You know the engine is ‘permanently installed’ therefore it’s covered. What the policy says actually – pulled from ISO – generally: ‘we will not pay for (2) a Wear and Tear; b Freezing; c Mechanical or electrical breakdown or failure; or d Road damage to tires.‘
The part they are referring to in the policy falls way down the page under Exclusions (4) Loss of any electronic equipment that reproduces, receives or transmits audio, visual or data signals … This exclusion (“4”) does not apply to electronic equipment that is permanently installed in your covered auto or any non-owned auto.’
The majority of vehicles today have onboard computers, microprocessors, cameras, sensors and automated features. When one thing breaks down that may mean the entire onboard computer system (three to five different computers) has to be replaced.
It’s important that the insured understands that the auto policy doesn’t cover wear and tear and electrical or mechanical breakdown. Encourage them to discuss the warranty and with their dealership. You can find most of the manufacturer warranty information on their respective websites.
One of the agencies I worked at previously kept a brochure from one of the local independent garages in the area. We wrote an entire garaging policy package for the business and sent them insured’s for repairs.
In fact, if the customer showed them their id card and it was from that agency – they would give a discount on regular maintenance and inspections. In states where there is a photo inspection required, it’s good to know who in the county a customer can go to and feel safe.
Under homeowner’s insurance, this type of exclusion falls under ‘Section I – Exclusions (5) Neglect … means to save and preserve property at and after the time of a loss’ or ‘B (2) acts or decision including failure to act or decide, or any person, group, organization or government body.’
The worst claim I ever had was from an insured who had a considerable loss to their roof due to ice damming. Instead of repairing the damage, they let it go.
Six years later they presented the claim which was denied. It leaves a bad taste in your mouth, seeing client be denied.

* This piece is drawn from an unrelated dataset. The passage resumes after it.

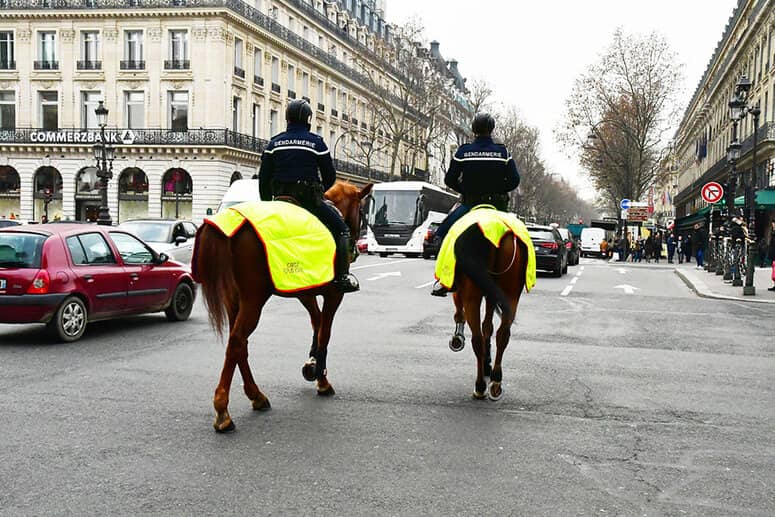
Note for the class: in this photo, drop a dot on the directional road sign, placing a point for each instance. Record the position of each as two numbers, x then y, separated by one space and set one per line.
712 192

The agency had spoken to them on several retentions calls about submitting a claim which made the denial stick. There was no ‘I didn’t know I could submit a claim for that.’ The carrier then demanded the damage be fixed which they had to do in order to maintain coverage.
It’s good to see how the insured is living when you write the policy. It should not be a reason to walk away, but maybe a reason for a deductible and/or extra attention.